“In a video released by police, a boy of about 10 is seen pointing a gun at a woman in a crosswalk near 16th Street and Allegheny Avenue Monday evening,” philadelphia.cbslocal.com reports. “The boy, along with two teens, eventually pointed the gun at a man who called 911 . . . After the video was released, the parents of the young boy brought him into police, who determined the gun was a toy.” Well now, hold on there a minute Jim. I’m not so worried about whether or not the gat’s a toy as I am about the fact that there’s no mention of blowback for a boy who terrorized a stranger. And I’m sure as hell seeing something more than just that one incident—although exactly what I’m not sure. [Click here for another account.] The Philadelphia Police Commissioner’s reaction to the incident is equally mystifying . . .

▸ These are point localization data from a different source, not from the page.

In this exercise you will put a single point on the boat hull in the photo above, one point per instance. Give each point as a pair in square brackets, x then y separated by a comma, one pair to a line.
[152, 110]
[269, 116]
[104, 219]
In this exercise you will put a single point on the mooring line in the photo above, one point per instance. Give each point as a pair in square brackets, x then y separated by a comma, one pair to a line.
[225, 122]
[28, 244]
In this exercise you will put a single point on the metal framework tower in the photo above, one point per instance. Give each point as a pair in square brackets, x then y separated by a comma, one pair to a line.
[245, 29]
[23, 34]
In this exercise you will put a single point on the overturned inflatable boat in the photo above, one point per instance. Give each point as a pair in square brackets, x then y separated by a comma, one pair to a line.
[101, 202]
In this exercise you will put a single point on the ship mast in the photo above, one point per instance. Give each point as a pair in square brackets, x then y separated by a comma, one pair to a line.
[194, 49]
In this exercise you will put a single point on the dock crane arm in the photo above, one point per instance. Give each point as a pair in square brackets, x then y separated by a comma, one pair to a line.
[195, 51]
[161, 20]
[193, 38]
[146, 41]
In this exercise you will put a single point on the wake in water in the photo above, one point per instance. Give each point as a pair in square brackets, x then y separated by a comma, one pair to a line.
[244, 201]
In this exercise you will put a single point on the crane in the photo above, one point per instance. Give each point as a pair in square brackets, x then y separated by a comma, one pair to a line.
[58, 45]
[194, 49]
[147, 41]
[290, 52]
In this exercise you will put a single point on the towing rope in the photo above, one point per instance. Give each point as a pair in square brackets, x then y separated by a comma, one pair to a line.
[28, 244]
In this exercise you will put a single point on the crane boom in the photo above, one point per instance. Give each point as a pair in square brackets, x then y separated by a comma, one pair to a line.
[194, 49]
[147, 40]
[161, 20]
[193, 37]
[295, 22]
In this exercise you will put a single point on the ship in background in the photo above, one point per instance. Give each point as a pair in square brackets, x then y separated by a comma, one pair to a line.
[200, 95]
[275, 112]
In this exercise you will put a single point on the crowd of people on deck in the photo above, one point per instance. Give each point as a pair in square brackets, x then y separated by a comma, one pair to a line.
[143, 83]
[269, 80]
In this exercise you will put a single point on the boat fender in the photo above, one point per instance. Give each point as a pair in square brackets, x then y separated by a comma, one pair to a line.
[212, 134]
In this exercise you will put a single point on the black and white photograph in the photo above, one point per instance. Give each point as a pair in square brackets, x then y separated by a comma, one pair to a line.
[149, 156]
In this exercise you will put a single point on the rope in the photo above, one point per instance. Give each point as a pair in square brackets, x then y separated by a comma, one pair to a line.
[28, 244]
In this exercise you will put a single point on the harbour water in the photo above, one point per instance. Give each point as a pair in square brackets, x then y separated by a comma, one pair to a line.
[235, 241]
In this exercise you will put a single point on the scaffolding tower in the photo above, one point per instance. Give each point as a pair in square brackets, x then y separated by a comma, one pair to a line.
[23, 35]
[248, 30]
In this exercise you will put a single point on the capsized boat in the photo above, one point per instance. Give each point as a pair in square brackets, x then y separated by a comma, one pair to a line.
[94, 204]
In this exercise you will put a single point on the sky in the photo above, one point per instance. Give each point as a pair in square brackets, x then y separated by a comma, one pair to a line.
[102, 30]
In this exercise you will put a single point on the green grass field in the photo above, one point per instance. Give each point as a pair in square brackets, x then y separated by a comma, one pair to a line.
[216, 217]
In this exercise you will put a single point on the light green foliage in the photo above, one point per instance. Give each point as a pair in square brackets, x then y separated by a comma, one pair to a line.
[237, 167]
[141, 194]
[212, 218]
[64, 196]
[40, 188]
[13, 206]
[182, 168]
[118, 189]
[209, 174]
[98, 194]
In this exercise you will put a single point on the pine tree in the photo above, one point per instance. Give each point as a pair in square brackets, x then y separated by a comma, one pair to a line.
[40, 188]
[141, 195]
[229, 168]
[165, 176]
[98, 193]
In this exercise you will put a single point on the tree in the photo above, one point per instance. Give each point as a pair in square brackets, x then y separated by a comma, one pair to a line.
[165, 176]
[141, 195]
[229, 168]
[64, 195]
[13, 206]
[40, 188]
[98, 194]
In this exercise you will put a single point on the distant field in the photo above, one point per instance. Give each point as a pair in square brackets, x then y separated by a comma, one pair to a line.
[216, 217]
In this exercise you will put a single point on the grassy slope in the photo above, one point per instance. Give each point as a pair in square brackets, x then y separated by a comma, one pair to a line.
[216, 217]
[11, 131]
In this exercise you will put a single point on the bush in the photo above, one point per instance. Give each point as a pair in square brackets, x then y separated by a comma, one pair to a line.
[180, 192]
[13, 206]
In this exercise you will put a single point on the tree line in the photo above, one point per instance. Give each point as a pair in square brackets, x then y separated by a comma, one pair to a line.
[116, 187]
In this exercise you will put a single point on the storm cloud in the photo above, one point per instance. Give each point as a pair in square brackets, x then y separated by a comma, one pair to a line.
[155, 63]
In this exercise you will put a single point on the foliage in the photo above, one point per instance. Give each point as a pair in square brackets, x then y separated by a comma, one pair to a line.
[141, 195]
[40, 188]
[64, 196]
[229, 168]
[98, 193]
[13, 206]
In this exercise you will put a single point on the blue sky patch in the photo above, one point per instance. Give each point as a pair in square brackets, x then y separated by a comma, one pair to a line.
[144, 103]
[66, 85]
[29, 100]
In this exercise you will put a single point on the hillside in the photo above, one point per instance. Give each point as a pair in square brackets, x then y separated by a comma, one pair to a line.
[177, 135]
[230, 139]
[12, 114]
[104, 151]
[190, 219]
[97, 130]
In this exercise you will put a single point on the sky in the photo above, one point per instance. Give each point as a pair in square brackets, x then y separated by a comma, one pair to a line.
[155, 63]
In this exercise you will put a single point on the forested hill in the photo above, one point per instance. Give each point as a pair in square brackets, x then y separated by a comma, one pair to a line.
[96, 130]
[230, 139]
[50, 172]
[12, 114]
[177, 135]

Police commissioner Charles Ramsey says it’s fortunate no one was hurt, and he says it’s a reminder to parents to be careful if they buy their children a toy gun that looks real.
“If you’re confronted with a gun that looks real, you just don’t have a chance to determine if it’s made by Colt or Mattel.”
Instead of replicas, he recommends the bright orange or yellow plastic guns that are clearly toys.
Wait. So it wasn’t a toy gun. It was a replica. Wouldn’t that make the boy’s threats more like, I dunno, a crime? And what about that wilding action on the car? Isn’t that worth discussing on some sort of law enforcement level? Unless they knew the guy in the car. Huh.
“Parents have to be very careful when they buy kids replicas like that, to make sure that if they’re going to allow them to play with it, that they definitely never allow them to take it out of the house. But, I would encourage people never to buy those kind of toys.”
Toys, replicas, replicas as toys, cops who don’t want kids to play with toy guns. Weird.